Sportswear brand Adidas has moved to suspend its contract with Tyson Gay, the U.S. sprinter, as sports administrators began to react Monday to the latest body blow to hit the flagship Olympic sport of athletics.
In comments following the disclosure that both Gay and Jamaica’s Asafa Powell had tested positive in findings disclosed less than a month before the World Athletics Championships in Moscow, Jacques Rogge, International Olympic Committee (IOC) President, said he was “naturally disappointed.”
But, in a statement to The Associated Press, the soon-to-retire IOC leader reiterated the body’s zero-tolerance policy against doping.
“Clearly, the fight against doping can never be totally won, but these cases do once again show the effectiveness of the strong, sophisticated and continually evolving battle against doping in sport being waged by the International Olympic Committee and its partners in the Olympic Movement,” Rogge said. “While not perfect, the methods are ever improving, with blood passports and the ability to test athletes 24/7 in and out of competition proving to be effective in catching cheats and acting as deterrents.”

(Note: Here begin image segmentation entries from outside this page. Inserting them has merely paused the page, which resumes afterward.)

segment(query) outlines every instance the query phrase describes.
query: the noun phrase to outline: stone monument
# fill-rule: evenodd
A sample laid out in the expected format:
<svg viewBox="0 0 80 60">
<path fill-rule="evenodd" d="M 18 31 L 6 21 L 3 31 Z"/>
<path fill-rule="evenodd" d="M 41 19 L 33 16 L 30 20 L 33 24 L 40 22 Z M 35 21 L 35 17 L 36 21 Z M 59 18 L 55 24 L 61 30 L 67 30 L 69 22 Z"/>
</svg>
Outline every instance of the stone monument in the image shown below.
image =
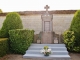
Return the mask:
<svg viewBox="0 0 80 60">
<path fill-rule="evenodd" d="M 46 9 L 46 13 L 41 15 L 41 19 L 42 19 L 41 43 L 51 44 L 53 43 L 53 27 L 52 27 L 53 26 L 52 25 L 53 15 L 49 14 L 48 5 L 46 5 L 46 7 L 44 8 Z"/>
</svg>

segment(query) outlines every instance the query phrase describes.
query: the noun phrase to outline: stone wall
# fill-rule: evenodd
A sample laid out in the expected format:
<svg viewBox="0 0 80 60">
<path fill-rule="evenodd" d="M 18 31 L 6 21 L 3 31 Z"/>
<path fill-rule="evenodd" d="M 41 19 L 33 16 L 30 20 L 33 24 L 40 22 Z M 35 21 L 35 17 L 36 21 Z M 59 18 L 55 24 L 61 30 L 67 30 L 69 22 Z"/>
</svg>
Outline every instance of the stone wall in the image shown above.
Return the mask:
<svg viewBox="0 0 80 60">
<path fill-rule="evenodd" d="M 53 14 L 53 31 L 55 33 L 62 33 L 70 26 L 74 14 Z M 24 29 L 33 29 L 35 34 L 42 31 L 41 14 L 21 15 Z M 5 19 L 5 16 L 0 16 L 0 28 Z"/>
</svg>

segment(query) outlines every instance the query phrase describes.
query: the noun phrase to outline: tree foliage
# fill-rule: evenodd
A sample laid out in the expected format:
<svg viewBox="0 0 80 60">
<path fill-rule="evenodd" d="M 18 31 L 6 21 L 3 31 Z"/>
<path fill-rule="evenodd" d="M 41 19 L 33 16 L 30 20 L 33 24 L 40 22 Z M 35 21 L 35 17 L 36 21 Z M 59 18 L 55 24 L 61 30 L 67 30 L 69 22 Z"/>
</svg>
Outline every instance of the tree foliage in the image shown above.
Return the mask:
<svg viewBox="0 0 80 60">
<path fill-rule="evenodd" d="M 23 25 L 19 14 L 16 12 L 8 13 L 0 30 L 0 37 L 9 37 L 9 30 L 22 28 Z"/>
<path fill-rule="evenodd" d="M 80 52 L 80 10 L 76 11 L 71 22 L 70 31 L 75 35 L 75 51 Z"/>
<path fill-rule="evenodd" d="M 1 9 L 0 9 L 0 13 L 3 13 Z"/>
</svg>

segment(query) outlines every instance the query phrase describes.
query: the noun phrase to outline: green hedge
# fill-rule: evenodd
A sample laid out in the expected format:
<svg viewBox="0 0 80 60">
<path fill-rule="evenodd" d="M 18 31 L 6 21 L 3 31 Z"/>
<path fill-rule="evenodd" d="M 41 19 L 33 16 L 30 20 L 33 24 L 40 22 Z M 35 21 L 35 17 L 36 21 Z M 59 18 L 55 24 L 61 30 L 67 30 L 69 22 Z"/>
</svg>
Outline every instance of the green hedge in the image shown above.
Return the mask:
<svg viewBox="0 0 80 60">
<path fill-rule="evenodd" d="M 33 30 L 10 30 L 10 49 L 13 53 L 24 54 L 34 39 Z"/>
<path fill-rule="evenodd" d="M 8 38 L 0 38 L 0 57 L 9 51 Z"/>
<path fill-rule="evenodd" d="M 66 47 L 69 51 L 73 51 L 74 49 L 74 44 L 75 44 L 75 36 L 74 36 L 74 31 L 65 31 L 63 33 L 63 40 L 64 43 L 66 44 Z"/>
</svg>

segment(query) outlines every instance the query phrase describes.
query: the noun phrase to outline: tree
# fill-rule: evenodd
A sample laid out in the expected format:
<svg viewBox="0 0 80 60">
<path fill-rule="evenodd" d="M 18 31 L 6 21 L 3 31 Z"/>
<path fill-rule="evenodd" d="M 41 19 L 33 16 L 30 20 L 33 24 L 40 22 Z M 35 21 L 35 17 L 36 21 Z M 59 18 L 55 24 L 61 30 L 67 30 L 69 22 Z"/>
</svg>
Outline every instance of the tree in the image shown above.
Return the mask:
<svg viewBox="0 0 80 60">
<path fill-rule="evenodd" d="M 0 9 L 0 13 L 3 13 L 1 9 Z"/>
<path fill-rule="evenodd" d="M 70 30 L 74 31 L 75 47 L 80 48 L 80 10 L 76 11 L 71 22 Z M 76 48 L 77 49 L 77 48 Z"/>
<path fill-rule="evenodd" d="M 6 19 L 3 22 L 3 26 L 0 30 L 0 37 L 7 38 L 9 37 L 9 30 L 12 29 L 22 29 L 22 21 L 20 15 L 16 12 L 8 13 Z"/>
</svg>

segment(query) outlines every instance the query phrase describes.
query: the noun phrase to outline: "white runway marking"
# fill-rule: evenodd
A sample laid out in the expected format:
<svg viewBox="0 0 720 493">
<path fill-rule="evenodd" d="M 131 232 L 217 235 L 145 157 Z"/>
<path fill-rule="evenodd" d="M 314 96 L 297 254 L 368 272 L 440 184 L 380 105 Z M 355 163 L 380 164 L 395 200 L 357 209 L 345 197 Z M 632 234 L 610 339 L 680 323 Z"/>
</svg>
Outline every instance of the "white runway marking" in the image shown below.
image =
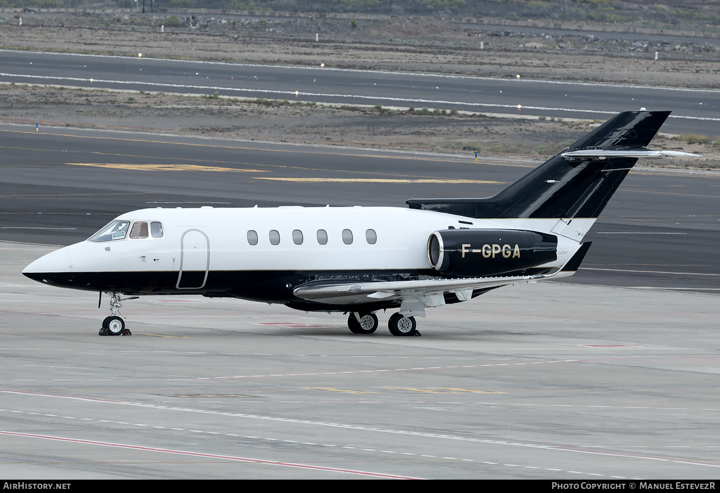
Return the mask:
<svg viewBox="0 0 720 493">
<path fill-rule="evenodd" d="M 145 447 L 138 445 L 128 445 L 127 443 L 113 443 L 111 442 L 99 442 L 91 440 L 78 440 L 77 438 L 68 438 L 66 437 L 58 437 L 48 435 L 35 435 L 32 433 L 19 433 L 12 431 L 0 430 L 0 435 L 11 436 L 26 437 L 28 438 L 41 438 L 43 440 L 52 440 L 61 442 L 71 442 L 73 443 L 82 443 L 86 445 L 97 445 L 105 447 L 114 447 L 117 448 L 128 448 L 136 451 L 143 451 L 148 452 L 160 452 L 162 453 L 174 453 L 183 456 L 192 456 L 194 457 L 204 457 L 208 458 L 220 458 L 228 461 L 235 461 L 238 462 L 251 462 L 258 464 L 267 464 L 269 466 L 282 466 L 284 467 L 294 467 L 302 469 L 311 469 L 314 471 L 326 471 L 328 472 L 339 472 L 348 474 L 358 474 L 360 476 L 372 476 L 379 478 L 388 478 L 392 479 L 422 479 L 423 478 L 413 477 L 409 476 L 398 476 L 396 474 L 384 474 L 382 473 L 370 472 L 367 471 L 356 471 L 354 469 L 341 469 L 333 467 L 322 467 L 320 466 L 310 466 L 309 464 L 295 463 L 292 462 L 279 462 L 276 461 L 266 461 L 258 458 L 250 458 L 248 457 L 238 457 L 236 456 L 225 456 L 216 453 L 202 453 L 200 452 L 191 452 L 189 451 L 180 451 L 171 448 L 158 448 L 156 447 Z"/>
</svg>

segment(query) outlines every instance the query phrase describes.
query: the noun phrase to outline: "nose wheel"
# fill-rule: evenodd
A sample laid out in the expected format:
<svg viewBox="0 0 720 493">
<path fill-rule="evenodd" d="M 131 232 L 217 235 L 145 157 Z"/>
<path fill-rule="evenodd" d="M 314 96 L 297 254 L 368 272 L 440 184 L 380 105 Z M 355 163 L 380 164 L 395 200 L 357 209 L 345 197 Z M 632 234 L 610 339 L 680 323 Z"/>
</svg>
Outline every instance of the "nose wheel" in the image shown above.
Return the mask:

For the International Association of Athletics Federations (IAAF), spokesman Nick Davies said the body’s commitment to anti-doping was “unwavering because we have an ethical obligation to the majority of athletes who believe in clean sport.
“It is for them that we have built a programme that is well-resourced, far-reaching and sophisticated.
“The fact that we are able to detect and remove from the sport athletes who have breached our anti-doping rules should be seen in this context.
“The credibility of our anti-doping programme, and the sport of athletics, is enhanced, not diminished each time we are able to uncover a new case.”
Adidas said it was “shocked by these recent allegations, and even if we presume his innocence until proven otherwise, our contract with Tyson is currently suspended.”
Gay said yesterday that he had been notified by the United States Anti-Doping Agency (USADA) that an out-of-competition sample had tested positive. He said he would pull out of the World Championships and that his ‘B’ sample would be tested soon. He declined to identify the substance involved, but said he had “put my trust in someone and I was let down.” He said he competed clean because he believed in fairness.
Powell confirmed that a sample he gave at the Jamaican national trials in June had returned “adverse findings” for oxilofrine. He said he had “never knowingly or wilfully taken any supplements or substances that break any rules. “I am not now – nor have I ever been – a cheat.”